So far, therefore, as regards the satisfaction of Christ, and our conformity to his humiliation, the restoration of man is of merit; in which sense those texts are to be understood which convey a notion of recompense and reward. Matt. v. 12. "rejoice and be exceeding glad, for great is your reward in heaven." Rom. ii. 6, 7. "who will render to every man according to his deeds; to them who by patient continuance in well doing seek for glory and honour and immortality, eternal life. 2 Cor. iv. 17. "for our light affliction, which is but for a moment, worketh for us a far more exceeding and eternal weight of glory." Philipp. iii. 14. “I press toward the mark for the prize of the high calling of God in Jesus Christ." 2 Thess. i. 5-7. "which is a manifest token of the righteous judgment of God, that ye may be counted worthy of the kingdom of God, for which ye also suffer; seeing it is a righteous thing with God to recompense tribulation to them that trouble you, and to you who are troubled, rest with us." 2 Tim. iv. 8. "there is laid up for me a crown of righteousness, which the Lord, the righteous Judge, shall give me at that day, and not to me only, but unto all them also that love his appearing." Heb. vi. 10. "for God is not unrighteous to forget your work and labour of love." 1 John i. 9. "if we confess our sins, he is faithful and just." Rev. iii. 4. "they shall walk with me in white; for they are worthy." Nor need we fear, lest in maintaining this belief we should lend any support to the doctrine of human merits. For our conformity to the image of Christ is as far from adding anything to the full and perfect satisfaction made
by him, as our works are from adding to faith; it is faith that justifies, but a faith not destitute of works: and in like manner, if we deserve anything, if there be any worthiness in us on any ground whatever, it is God that hath made us worthy in Christ. Col. i. 12. "giving thanks unto the Father, which hath made us meet to be partakers of the inheritance.' 2 Thess. i. 11. 66 we pray always for you that our God would count you worthy of his calling." See more on this subject in chap xxii. on Justification.

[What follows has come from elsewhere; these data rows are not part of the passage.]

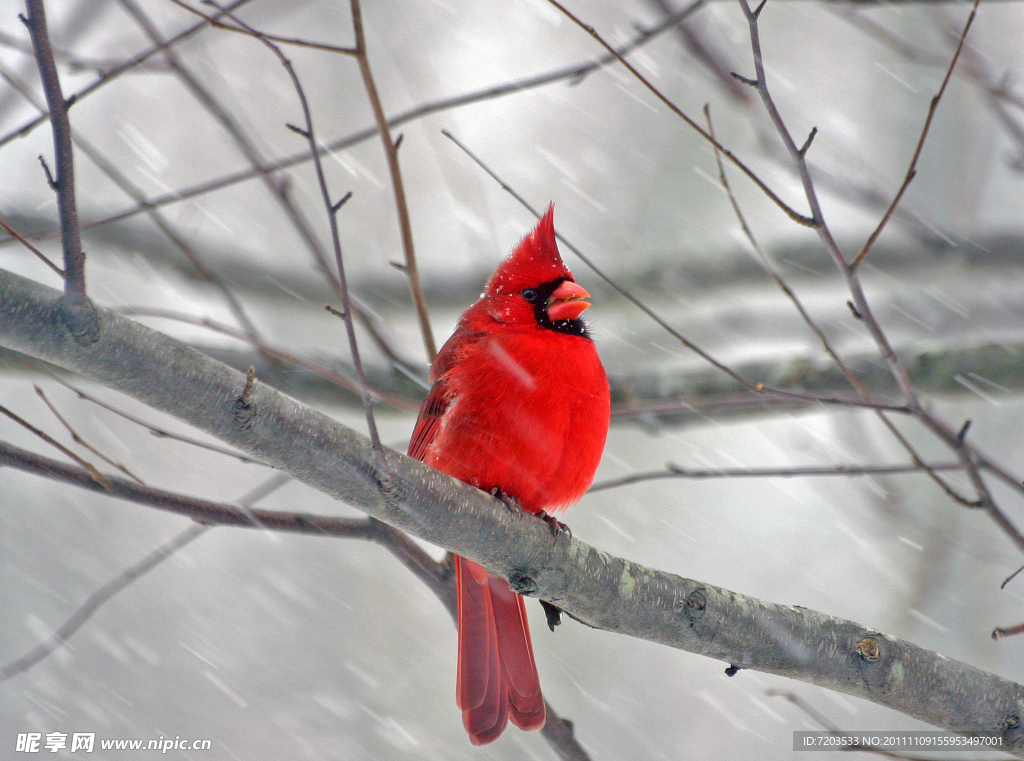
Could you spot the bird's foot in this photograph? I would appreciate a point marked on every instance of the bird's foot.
(557, 526)
(511, 502)
(553, 614)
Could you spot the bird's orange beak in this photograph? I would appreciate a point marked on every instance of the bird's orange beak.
(567, 302)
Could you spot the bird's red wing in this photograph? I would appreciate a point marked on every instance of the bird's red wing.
(439, 397)
(430, 420)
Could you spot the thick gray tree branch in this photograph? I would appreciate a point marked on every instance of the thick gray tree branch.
(598, 589)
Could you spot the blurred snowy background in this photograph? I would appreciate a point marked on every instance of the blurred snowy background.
(281, 646)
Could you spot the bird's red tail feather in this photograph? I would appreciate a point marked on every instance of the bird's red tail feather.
(497, 678)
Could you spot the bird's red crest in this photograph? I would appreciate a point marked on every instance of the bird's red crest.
(534, 261)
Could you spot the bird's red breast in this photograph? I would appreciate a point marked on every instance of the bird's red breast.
(519, 404)
(520, 399)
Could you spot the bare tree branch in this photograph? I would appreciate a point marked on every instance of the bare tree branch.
(78, 309)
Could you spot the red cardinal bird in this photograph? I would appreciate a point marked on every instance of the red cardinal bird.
(519, 407)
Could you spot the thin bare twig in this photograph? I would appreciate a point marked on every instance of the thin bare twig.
(28, 244)
(574, 73)
(155, 430)
(401, 206)
(133, 192)
(675, 471)
(332, 211)
(81, 441)
(862, 308)
(790, 211)
(98, 477)
(912, 168)
(398, 403)
(108, 76)
(437, 577)
(214, 22)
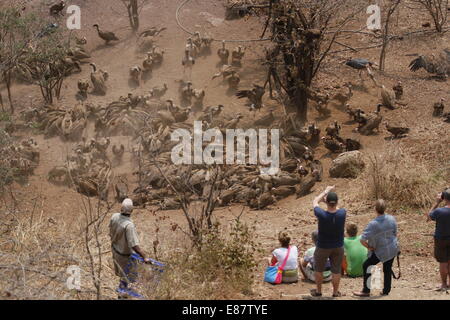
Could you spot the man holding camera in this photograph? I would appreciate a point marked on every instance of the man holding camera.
(442, 236)
(330, 243)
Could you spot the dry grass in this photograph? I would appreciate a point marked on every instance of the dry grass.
(405, 180)
(222, 269)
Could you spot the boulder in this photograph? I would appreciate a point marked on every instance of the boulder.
(347, 165)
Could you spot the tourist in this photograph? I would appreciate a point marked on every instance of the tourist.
(330, 243)
(380, 238)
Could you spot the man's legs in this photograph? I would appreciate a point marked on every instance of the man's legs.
(445, 272)
(448, 283)
(335, 280)
(336, 257)
(319, 281)
(387, 271)
(372, 261)
(441, 253)
(320, 259)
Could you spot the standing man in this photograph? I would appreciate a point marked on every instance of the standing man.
(442, 237)
(380, 238)
(124, 242)
(330, 243)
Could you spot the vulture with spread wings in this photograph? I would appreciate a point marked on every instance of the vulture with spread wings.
(439, 65)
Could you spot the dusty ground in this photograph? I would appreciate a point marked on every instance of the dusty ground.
(420, 271)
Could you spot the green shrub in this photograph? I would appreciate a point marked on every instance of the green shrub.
(223, 267)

On the other hand, so far as regards the election of Christ to the office of Mediator by God the Father, and our own election to life by the same Father, the restoration of man is purely of grace; whence the Father is so often said in the gospel to have given those that are the Son's to the Son, and the Son to those that are the Son's.

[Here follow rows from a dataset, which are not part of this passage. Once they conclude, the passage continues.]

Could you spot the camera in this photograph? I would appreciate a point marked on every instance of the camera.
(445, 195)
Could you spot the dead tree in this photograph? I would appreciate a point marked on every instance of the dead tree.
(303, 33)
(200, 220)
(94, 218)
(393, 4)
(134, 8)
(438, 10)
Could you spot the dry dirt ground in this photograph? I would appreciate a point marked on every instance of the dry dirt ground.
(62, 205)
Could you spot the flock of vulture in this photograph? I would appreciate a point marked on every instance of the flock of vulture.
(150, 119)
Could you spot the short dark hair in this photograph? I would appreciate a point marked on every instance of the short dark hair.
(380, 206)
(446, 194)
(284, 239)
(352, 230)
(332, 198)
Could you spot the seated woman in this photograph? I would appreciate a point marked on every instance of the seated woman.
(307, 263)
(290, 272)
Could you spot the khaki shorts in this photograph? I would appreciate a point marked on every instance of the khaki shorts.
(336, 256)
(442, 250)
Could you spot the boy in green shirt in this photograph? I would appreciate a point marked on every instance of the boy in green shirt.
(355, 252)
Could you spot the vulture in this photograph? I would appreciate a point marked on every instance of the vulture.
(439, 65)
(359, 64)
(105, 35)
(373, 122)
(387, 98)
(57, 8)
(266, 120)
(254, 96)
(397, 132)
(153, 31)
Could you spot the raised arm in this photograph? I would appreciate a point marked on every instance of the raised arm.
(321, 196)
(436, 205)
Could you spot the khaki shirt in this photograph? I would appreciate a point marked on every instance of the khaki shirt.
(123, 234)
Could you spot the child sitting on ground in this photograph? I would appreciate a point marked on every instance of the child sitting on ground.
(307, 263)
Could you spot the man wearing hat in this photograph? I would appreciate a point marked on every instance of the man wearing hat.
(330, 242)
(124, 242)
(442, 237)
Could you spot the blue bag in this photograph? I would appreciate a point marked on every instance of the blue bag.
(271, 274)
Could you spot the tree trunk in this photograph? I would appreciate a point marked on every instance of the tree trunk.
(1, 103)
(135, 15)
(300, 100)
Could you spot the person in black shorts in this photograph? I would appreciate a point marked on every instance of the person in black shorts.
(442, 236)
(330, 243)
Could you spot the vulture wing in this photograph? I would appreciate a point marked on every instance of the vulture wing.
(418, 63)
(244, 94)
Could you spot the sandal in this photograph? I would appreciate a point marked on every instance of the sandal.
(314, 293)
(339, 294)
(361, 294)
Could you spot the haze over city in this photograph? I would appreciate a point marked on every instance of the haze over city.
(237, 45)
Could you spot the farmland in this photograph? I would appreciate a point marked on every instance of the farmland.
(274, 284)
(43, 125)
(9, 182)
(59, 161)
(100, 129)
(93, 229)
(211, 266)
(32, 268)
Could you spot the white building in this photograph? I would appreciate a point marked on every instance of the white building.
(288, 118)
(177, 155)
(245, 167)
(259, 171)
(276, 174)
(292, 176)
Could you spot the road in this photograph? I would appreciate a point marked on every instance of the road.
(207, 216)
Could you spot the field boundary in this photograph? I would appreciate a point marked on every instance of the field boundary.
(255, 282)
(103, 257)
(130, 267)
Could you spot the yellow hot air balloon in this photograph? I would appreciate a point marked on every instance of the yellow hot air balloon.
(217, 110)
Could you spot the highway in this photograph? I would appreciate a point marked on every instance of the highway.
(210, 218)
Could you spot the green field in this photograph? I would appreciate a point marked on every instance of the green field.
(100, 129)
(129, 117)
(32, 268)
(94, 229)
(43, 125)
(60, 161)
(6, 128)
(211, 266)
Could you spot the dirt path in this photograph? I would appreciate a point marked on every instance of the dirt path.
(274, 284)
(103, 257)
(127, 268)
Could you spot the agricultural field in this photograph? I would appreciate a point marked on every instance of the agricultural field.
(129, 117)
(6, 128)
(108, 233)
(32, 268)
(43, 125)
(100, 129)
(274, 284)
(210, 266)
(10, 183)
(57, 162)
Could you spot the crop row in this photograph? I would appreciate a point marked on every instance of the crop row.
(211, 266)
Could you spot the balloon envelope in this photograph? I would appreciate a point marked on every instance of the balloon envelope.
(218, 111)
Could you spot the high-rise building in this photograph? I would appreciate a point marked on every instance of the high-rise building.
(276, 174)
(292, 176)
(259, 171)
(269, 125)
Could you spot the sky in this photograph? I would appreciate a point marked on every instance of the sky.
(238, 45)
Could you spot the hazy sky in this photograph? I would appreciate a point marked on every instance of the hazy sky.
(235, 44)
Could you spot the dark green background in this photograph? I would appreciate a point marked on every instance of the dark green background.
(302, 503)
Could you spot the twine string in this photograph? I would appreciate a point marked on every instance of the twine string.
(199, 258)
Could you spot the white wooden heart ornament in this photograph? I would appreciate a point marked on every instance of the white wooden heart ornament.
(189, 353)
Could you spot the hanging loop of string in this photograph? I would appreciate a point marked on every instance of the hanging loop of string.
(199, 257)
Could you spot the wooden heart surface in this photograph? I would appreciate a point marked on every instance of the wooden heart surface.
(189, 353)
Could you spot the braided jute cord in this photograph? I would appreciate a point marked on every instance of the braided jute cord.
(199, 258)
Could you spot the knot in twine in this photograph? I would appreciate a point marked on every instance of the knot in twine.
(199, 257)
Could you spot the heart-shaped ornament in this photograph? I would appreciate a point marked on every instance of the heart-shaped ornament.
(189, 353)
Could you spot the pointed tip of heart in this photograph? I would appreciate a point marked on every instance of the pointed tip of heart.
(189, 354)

The fable of a purgatory, in which, as the Papists feign, the sins of men are cleansed and purged away by fire, is refuted by many considerations, but above all by that of the full satisfaction of Christ. For (besides that there is no mention of any such place in Scripture) if it be true that the blood of Christ has made complete expiation for us, and purified us thoroughly from all stains, it follows that there is nothing left for the fire to purge. To those who understand the fire mentioned in 1 Cor. iii. 13, 15. of a real fire, I reply, that the apostle is not here speaking of the flames of purgatory, but of a metaphorical fire, appointed to try, not mankind in general, but the false teachers, whose doctrine the day, that is, the light of truth, shall declare, whether it was on the one hand disguised and impaired by false ornaments, or whether, on the other hand, it remained neglected and without cultivation. Like the fiery trial mentioned 1 Pet. iv. 12. it proves us in this world, not purges us in the next. Besides, all retribution, all endurance of good or evil subsequent to this life, is deferred till the day when Christ shall sit in judgment, 2 Cor. v. 10. "that every man may receive the things done in his body, according to that he hath done, whether it be good or bad." And if it be true, as shown in a preceding chapter, that the soul as well as the body sleeps till the day of resurrection, no stronger argument can be urged against the existence of a purgatory. Lastly, it is certain that to those who are to be saved there is nothing intervening, except death, between the earthly house of this life, and the house eternal
in the heavens, 2 Col. v. 1. 2 Tim. iv. 8. "there is laid up for me a crown of righteousness, which the Lord, the righteous Judge, shall give me at that day."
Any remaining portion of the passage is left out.